The art of the waddle
R2-D2’s feet don’t seem like they would be a technical challenge, but the character uses them for a lot onscreen. He rolls and turns, but he also waddles from time to time to express emotion.
The R2-D2 robot does the same thing on command, a sort of nervous shuffling motion as the character shifts weight from foot to foot when he’s standing on two legs and the third leg is pulled back into the body.
“If you look down at the feet, there are these sort of little ankles and there are motors down that that control how he drives, but also how he waddles,” Wilson explained.
There’s even a command that tells him to stop and shuffle for a moment, and then you hear an internal “explosion” as he falls over as if broken.
Sphero was used to making toys that were safe for even rowdy children, so it knew how to make the fall itself safe, and the animation tool allowed them to program the movement so it worked well every time.
“Within that robot animator tool, we can set parameters,” Wilson said. “One we set is that we want him to stay at a certain angle, to stay upright. We tell it not to let yourself move so fast that you tip over. We’re able to also overwrite those, so that we just told him to waddle back and forth and then at the very end we’re able to overwrite the robotic stabilization and he falls over.”
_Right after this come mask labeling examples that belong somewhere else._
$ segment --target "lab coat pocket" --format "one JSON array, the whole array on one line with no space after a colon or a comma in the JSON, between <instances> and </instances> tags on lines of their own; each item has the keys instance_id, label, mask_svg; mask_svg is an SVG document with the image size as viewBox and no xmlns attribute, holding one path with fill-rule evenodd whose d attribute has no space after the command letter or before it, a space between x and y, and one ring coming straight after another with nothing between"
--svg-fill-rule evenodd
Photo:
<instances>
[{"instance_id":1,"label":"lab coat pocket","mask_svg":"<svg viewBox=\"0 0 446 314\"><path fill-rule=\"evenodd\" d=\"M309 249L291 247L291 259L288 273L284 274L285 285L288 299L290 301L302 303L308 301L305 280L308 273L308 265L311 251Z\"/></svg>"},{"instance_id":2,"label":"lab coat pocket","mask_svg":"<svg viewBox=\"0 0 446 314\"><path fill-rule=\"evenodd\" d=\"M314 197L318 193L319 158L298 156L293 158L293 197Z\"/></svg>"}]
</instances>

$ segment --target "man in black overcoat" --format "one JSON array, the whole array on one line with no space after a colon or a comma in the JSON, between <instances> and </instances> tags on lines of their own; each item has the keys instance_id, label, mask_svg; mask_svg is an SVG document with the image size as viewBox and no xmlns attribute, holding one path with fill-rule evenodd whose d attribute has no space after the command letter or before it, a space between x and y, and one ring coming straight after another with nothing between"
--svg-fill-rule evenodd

It’s the rare toy robot that comes complete with its own pratfall.
The animation tool allows Sphero’s animators to perfect the movement and animations of the toy. Sphero sent me one of the robots to try in my own home, and it’s just as cool in action as it looks in the trailers and videos.
He zips around the house under his own power or under the control of the app, and it was fun getting him to play with our younger children and cats. His movement is so smooth and his pre-programmed reaction moments are so true to the movie that it’s hard to look at other R2-D2 toys after you get used to playing with this one.
$179.99 is expensive for a toy but affordable for a robot, which puts this R2-D2 at a somewhat awkward price in the market. The company is aware of that tension.
“You always have to make this tradeoff between price and features. Like everybody wants an R2-D2 that has a jetpack in it and can fly, right?” Wilson said with a laugh.
It’s a delicate balance to try to hit.
“It’s not seen by the customer, but most of our decision time and a lot of our effort goes into determining what would be the best, and what’s too much,” he continued. “It’s like a craft, finding just the right amount of spices to make just the perfect one. You can always overdo it. You can make a product too crazy, and you can make a product not crazy enough.”
The packaging conveys the idea that this is a deluxe product. There’s a slightly magical feeling to how the box presents R2-D2 to you when it’s first opened, and the included micro-USB cable for charging even matches the gold-colored piping on R2’s feet. I’ve shown the robot to a number of people, and everyone has been delighted when they watch it extend its third leg before taking off.
Sphero is clearly comfortable moving past creating robot balls at this point, and I wanted to know what character the company would love to tackle next if they could pick anything from pop culture.
Wilson didn’t even pause. “I would want to make Johnny-Five and have someone remake Short Circuit,” he said.